There is an old joke that the Internet is so big, so powerful and pointless that for some people it can be a complete substitute for life. Well, yes, but for the sports fan it can also contribute mightily to a new information utopia. There is just so much sports stuff online--scores, news, stats, video, opinion, jokes--and it just keeps coming. Bill Gates has said that at some point in the '90s we passed "a milestone ... with regard to the Internet achieving critical mass"; if so, we're probably halfway into a two-decade cycle that will swallow several generations of new digital technology. Yahoo indeed.

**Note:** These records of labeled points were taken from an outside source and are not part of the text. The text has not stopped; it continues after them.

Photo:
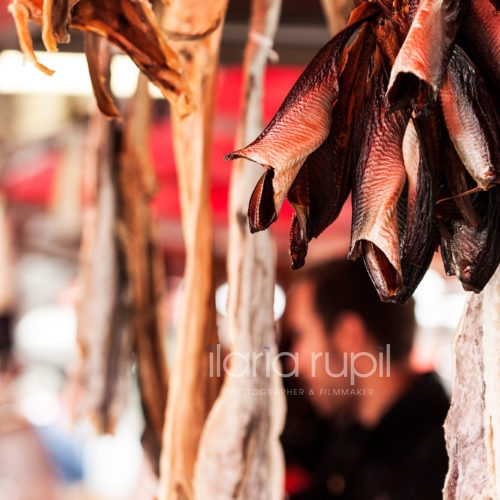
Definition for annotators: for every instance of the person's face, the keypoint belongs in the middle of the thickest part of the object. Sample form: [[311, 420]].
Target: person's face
[[311, 343]]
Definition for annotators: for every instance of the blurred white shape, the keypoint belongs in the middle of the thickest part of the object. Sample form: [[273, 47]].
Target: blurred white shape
[[19, 77], [113, 462], [221, 295], [47, 334], [434, 306], [40, 408], [124, 75], [71, 76]]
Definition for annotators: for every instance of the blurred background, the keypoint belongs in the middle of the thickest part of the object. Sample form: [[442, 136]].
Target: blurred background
[[43, 122]]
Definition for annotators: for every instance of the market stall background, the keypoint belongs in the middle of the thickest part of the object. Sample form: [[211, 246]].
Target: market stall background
[[41, 140]]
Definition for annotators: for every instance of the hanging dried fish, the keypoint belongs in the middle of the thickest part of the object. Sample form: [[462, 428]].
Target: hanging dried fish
[[426, 139], [479, 36], [129, 24], [240, 455], [299, 127], [194, 29], [472, 122], [422, 60]]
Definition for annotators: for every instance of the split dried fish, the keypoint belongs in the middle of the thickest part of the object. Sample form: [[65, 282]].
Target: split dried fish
[[135, 31], [400, 109]]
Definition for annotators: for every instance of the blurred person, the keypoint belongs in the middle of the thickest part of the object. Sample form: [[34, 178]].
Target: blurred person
[[371, 427], [26, 471]]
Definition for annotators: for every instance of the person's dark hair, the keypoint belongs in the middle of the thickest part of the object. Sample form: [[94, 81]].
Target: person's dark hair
[[344, 285], [6, 343]]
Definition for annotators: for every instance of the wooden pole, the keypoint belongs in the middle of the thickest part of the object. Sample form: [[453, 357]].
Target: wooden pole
[[240, 455]]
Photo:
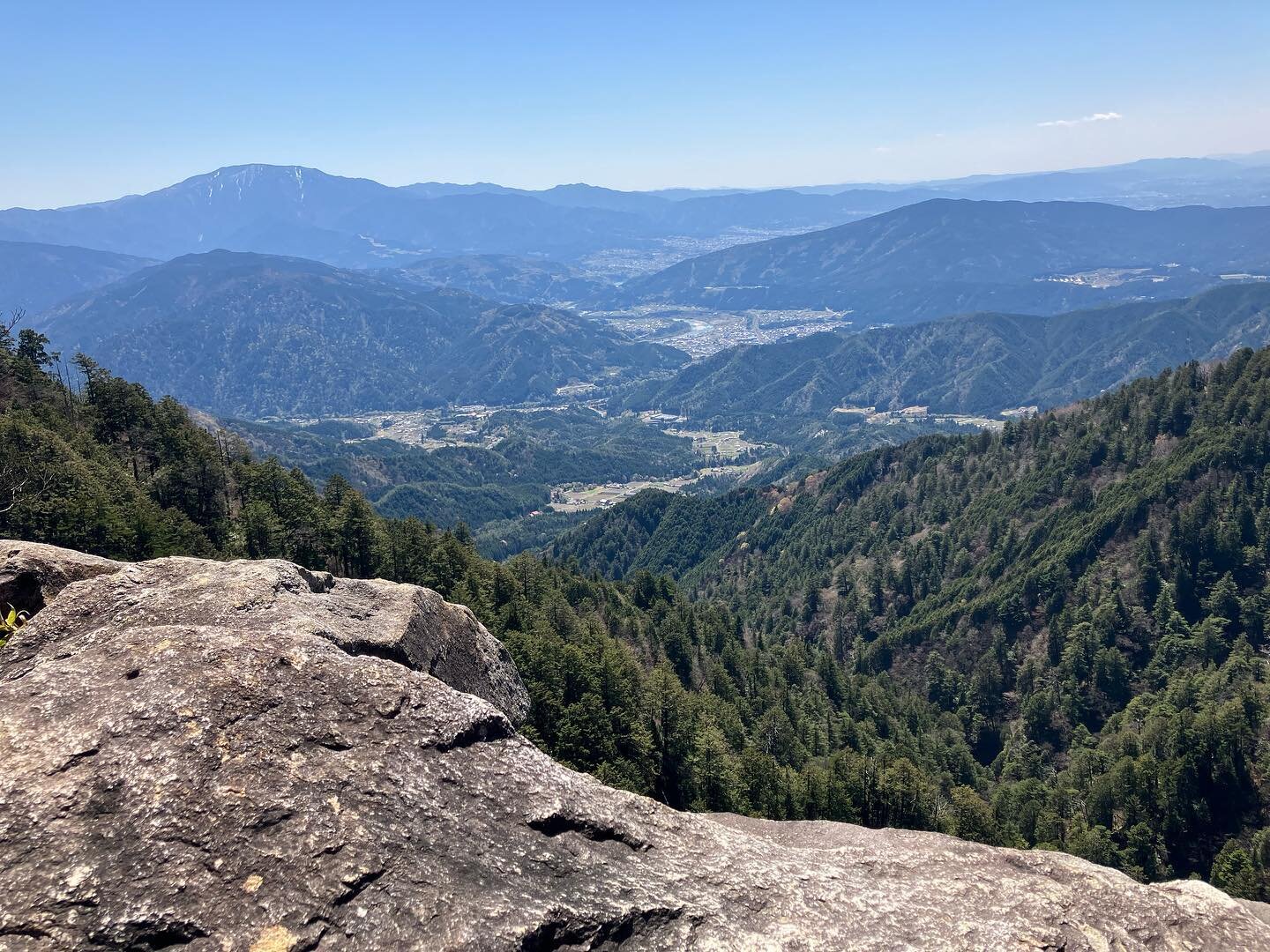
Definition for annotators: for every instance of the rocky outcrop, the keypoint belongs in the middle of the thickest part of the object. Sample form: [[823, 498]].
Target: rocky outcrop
[[31, 573], [263, 599], [197, 755]]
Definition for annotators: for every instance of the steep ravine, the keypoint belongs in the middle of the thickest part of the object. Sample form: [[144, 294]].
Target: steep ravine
[[250, 755]]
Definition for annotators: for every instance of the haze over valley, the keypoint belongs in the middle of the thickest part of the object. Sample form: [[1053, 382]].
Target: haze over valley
[[450, 502]]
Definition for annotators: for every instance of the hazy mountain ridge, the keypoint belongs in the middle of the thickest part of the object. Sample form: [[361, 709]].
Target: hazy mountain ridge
[[504, 277], [358, 222], [943, 257], [36, 276], [977, 363]]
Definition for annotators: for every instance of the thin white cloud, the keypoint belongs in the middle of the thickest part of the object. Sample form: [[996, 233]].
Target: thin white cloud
[[1095, 117]]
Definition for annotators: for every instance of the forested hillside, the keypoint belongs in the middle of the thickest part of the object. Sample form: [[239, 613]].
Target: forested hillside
[[257, 335], [1050, 637], [1057, 635]]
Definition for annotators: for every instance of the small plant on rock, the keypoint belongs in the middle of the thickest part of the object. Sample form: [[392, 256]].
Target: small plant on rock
[[9, 623]]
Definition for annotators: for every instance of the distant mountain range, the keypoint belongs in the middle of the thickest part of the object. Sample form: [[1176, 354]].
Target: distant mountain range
[[34, 276], [253, 335], [358, 222], [955, 256], [505, 279], [979, 363]]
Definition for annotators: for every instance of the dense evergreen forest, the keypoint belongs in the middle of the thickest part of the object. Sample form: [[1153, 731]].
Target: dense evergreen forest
[[1050, 637]]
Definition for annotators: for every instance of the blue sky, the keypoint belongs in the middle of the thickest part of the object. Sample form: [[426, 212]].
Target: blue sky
[[108, 98]]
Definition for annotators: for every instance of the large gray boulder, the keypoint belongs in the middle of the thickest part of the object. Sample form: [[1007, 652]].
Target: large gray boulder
[[243, 778], [407, 623]]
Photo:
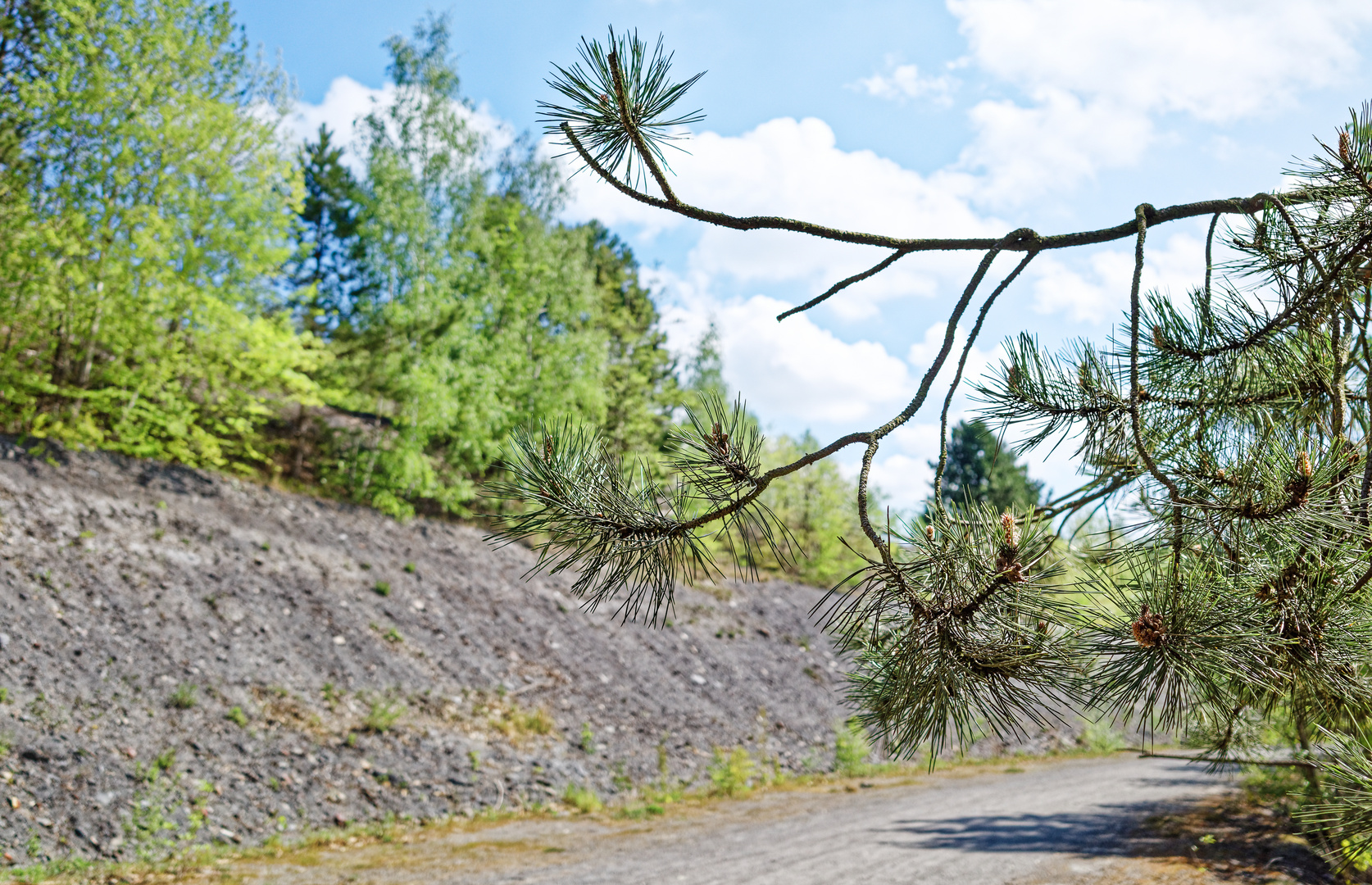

That's the landscape. The trick is finding what you want in some kind of manageable format without getting ambushed by plastic fish singing Pretty Woman or sites offering suggestions for Brangelina's baby's name. And then there is the matter of credibility. Did I mention columnists who seldom leave their couches holding forth like George Plimpton, athletes breaking their own "news" on personal websites, and rampant rumormongering? There is a dumbfounding amount of creepy and just plain wrong information, some of it about sports, which can make the Internet feel like a delivery system for bad craziness. The demand for an alternative to all that is why there is an SI.com, and why the magazine is running a package this week rounding up interesting and illuminating voices and sites on the Web. We want everyone who loves sports as much as we do to know that good Internet journalism is about more than logos with a Web address. It truly is the content, etc.

SI's man on that job is Paul Fichtenbaum, who has been managing editor of SI.com since January 2004. He oversees a 24/7 news operation that delivers more than 200 original stories each week, in addition to up-to-the-minute scores, breaking news, statistics, analysis and humor--not to mention SI Swimsuit features. "What makes the Web so irresistible is that on the same day we dissect every minute of an NCAA tournament game we also have room to dig deep on people like Terrell Owens," says Fichtenbaum, who has been with SI since 1989. "We have the ability to tap into SI's journalistic and ethical DNA on a constant basis. What could be better than that?"

Reader satisfaction is soaring, and so are the numbers: SI.com had a record-breaking 440 million page views last month and a revenue increase of 104% last year. Yes, the Web, we're all over it.